Неистовы, хитры, надменны, дерзновенны —
И вслед, пресытясь всем, становятся презренны;
Стремятся овладеть предметом без труда:
Чтоб после не видать вкушенного плода;

Безумствуют весь век под бременем желанья,
Не зная уз ни до, ни после обладанья,
Не ведая притом ни горя, ни утех,
И видят впереди лишь омут, полный нег.

Все это знает мир, хотя никто не знает,
Как неба избежать, что в ад нас посылает.
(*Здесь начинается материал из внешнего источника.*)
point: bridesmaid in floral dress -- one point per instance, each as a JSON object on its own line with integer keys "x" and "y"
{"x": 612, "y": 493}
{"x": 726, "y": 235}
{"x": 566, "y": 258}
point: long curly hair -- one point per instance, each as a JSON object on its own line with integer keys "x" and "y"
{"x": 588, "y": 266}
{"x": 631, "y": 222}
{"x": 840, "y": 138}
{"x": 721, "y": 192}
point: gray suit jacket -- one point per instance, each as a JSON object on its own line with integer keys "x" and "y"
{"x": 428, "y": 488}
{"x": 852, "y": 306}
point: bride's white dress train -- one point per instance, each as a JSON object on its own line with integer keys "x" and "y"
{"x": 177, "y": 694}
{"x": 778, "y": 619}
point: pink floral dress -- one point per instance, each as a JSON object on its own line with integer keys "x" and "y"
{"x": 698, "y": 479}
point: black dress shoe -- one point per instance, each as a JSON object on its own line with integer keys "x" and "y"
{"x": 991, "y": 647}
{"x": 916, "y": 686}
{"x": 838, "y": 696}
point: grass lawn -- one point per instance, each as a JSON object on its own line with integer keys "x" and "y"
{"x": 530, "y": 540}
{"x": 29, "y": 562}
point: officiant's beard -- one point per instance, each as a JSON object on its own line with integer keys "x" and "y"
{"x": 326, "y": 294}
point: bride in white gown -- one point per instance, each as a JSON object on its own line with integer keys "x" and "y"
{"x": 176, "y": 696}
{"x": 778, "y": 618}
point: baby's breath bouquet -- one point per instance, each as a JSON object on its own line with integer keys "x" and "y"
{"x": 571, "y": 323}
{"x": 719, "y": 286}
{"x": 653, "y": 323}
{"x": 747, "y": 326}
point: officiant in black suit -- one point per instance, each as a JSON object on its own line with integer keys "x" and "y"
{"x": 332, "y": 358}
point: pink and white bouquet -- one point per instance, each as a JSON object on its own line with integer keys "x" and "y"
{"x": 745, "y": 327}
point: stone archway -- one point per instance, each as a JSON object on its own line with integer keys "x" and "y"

Бросается в глаза оценочность перевода. Первым же его словом — «постыдно» — задан осуждающий акцент. И это «постыдно» окрашивает своей укоризной все богатство шекспировского противоборства сил, превращая его двойственность и диалектику в статику и обличающую однозначность. Кроме того, сомнение вызывает выбранное Гербелем решение размера перевода и характера рифмовки. И дело не в подмене пятистопного ямба шестистопным, хотя стих, несомненно, утрачивает свою упругость. Дело в том, что в сонетах Шекспира — как бы два структурных модуля: строфа-катрен с перекрестной рифмовкой и конечное двустишие со смежной, причем ритмический рисунок двустишия куда мягче и плавнее, чем в катренах, где он отрывист, резок, нередко груб. Гербель же этим пренебрег, распространив ритмику двустишия на весь сонет: в результате — ритмически получилось как бы семь кадансных модулей. И последнее: калькируя лексику Шекспира, переводчик добросовестно перечисляет многочисленные характеристики «злых страстей», как перевел он шекспировскую «похоть». Увлекшись, он даже не заметил, как заехал на вторую строфу! Но, несмотря на все старания, никакого шекспировского нагнетания красок у Гербеля не получилось, получилось же – простое навязчивое перечисление, не лишенное и внутренних противоречий. Думается, что в русском переводе, учитывая и без того непомерную тесноту оттенков переживаемого, можно обойтись и меньшим числом эпитетов, быть может, одним, но зато сильным и емким.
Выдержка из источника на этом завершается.